This is why I have been telling folks for many years not to test for Fe, iron. It will not tell what your plant needs, NO3, PO4 have ranges, but the Fe is too sensitive to measure with a test kit and relate this to a range besides a dose frequentcy with a volume of traces: tank volume or plant biomass ratio.

Regards, 
Tom Barr


----------



## tsunami (Jan 24, 2004)

I went through a lot of species in this 20g tank this year, so I have a pretty good handle on which species are most sensitive to Fe/traces shortages. These turn white, stunt, decline, etc if iron is not dosed in large enough quantities

IME, they were:

Didiplis diandra <-- twisting, white leaves with brown spots... death of meristem
Eusteralis stellata (Pogostemon stellata) <-- pale, death of meristem
Myriophyllum tuberculatum (also known as mattogrossense 'red') <-- ugly brown color, long internodes, death of meristem
Rotala sp 'Green' <-- twisting, curling leaves
Rotala macrandra <-- small leaves, death of meristem
Rotala macrandra v 'green' <-- loss of color, small, death of meristem
Rotala sp Nanjenshan <-- remains small, death of meristem
Rotala wallichii <-- small, lack of color, death of meristem

In the same tank, Hottonia, Micranthemum umbrosum, Ludwigia arcuata, Ludwigia brevipes, and Rotala indica very grew well. 

The addition of extra iron/traces helped the Didiplis diandra especially. It went from white and deformed to lanky and green and then on to robust, huge, and orange. Pretty amazing. 

Carlos


----------



## HeyPK (Jan 23, 2004)

Carlos, Can you post a picture of your iron-happy Didiplis?


----------



## plantbrain (Jan 23, 2004)

Carlos, I've observed pretty much the same deal with some plants.
Thanks for the list, mine tend to be the same.

You can also try this idea out with that 20 gal using sand only, no rion at all and see which plants do good with root sources of iron also(but dose the water column daily etc with iron).

Similarly, you can add N, P, K, etc down there and build on this.

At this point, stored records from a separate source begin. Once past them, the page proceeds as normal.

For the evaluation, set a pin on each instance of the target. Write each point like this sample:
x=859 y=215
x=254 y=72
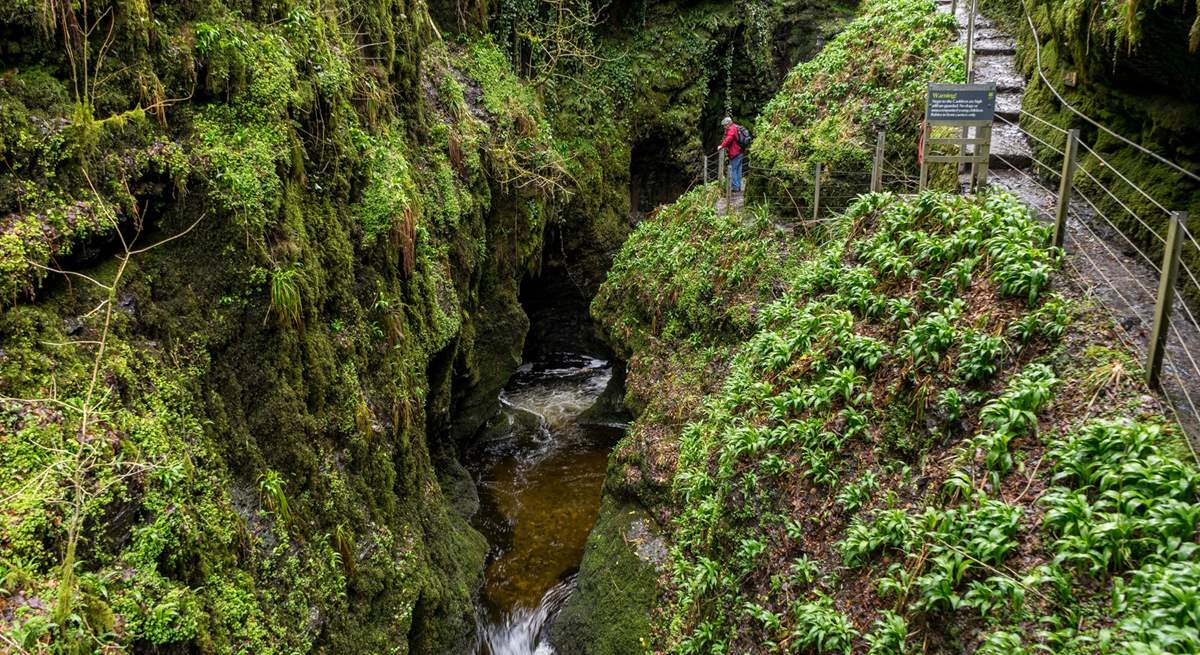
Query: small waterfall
x=521 y=631
x=539 y=467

But some plants are pickier about traces, iron, PO4, NO3 etc than others.

Regards, 
Tom Barr


----------



## cS (Jan 27, 2004)

> At one point I was adding 10ml of Fe (SeaChem) *daily* and still seeing improvements. I couldn't on like that or I'd go broke-- See below.
> 
> The lights are zapping the chelators before the plants can get at the iron. Photo reduction is the phenomenon I believe.


As I understand it, photoreduction should not occur with Seachem's iron as the Fe is already in its reduced state as ferrous gluconate. The loss of useable Fe is more likely due to the relatively fast spontaneous destablization of the weak gluconate chelator.

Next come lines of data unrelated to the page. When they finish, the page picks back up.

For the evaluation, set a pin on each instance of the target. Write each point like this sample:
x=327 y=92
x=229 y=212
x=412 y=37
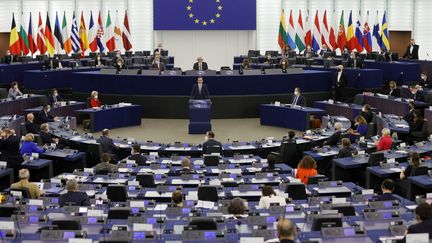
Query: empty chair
x=204 y=223
x=117 y=193
x=208 y=193
x=296 y=191
x=67 y=224
x=146 y=180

However, the iron in TMG (ferric dtpa) is susceptible to photoreduction.



> Can you post a picture of your iron-happy Didiplis?


Sven's stand of Didiplis diandra is the nicest I've ever seen. He attributed the incredible color to the traces.

Lighting: 2.25 WPG over 40G
pH: 6.8
dKH: 5
dGH: 9
NO3: 10-20 ppm
PO4: 0.5-1 ppm


----------



## vinz (Feb 19, 2004)

Interesting thread. Might explain the real cause of ppl facing the "high K -> Ca deficiency" problems.

Does the same happen to Hygrophilias? Deformed leaf growth, that is. I'm getting deformed leaves on my Hygrophilia corymbosa 'kompakt', ranging from badly twisted leaves to curled leaf edges.


----------



## plantbrain (Jan 23, 2004)

Perhaps that may be the reason with the K+, at 5mls 3x a week with 110w on a 20 gal with just about every type of plants species around, I've never had troubles I could assoicated with trace dosing or plant growth.
So John's dosing is close to what I've found at this same light/tank size. 

I've used TMG and Flourish for many years. 
I would suppose a little of both types of chelators might help.
There;s serval to chose from that are available if iron is your sole measure of trace needs, I'd be careful not to associate observations to Fe alone.........

But CMS is the way to go for large amounts, or 5 liter jugs of TMG and 2 liter jugs of Flourish.

This is close to John's dosing at 18mls, I'm not so sure the extra iron vs plain Flourish will make difference, it's sort of like adding 100ppm of K+ when the plants need only 10ppm and the imblanace from all the OTHER micronutrients which are also needed in relative proportion, not just solely iron. 

The effects in the plant growth are the sum of the parts that make up all the plant's needs, these are often synergistic and build on top of eachother and provides for lots of variables.

All these variables make it confusing and confounding but if you are careful, use good test kits, note patterns and just get a "feel" for how your tank responds to a certain amount of plant biomass/nutrient dosage, you can make sense of it. 

I will say that many plants did substantially better and needed less iron/trace water column dosing with products like Flourite/Onyx sand.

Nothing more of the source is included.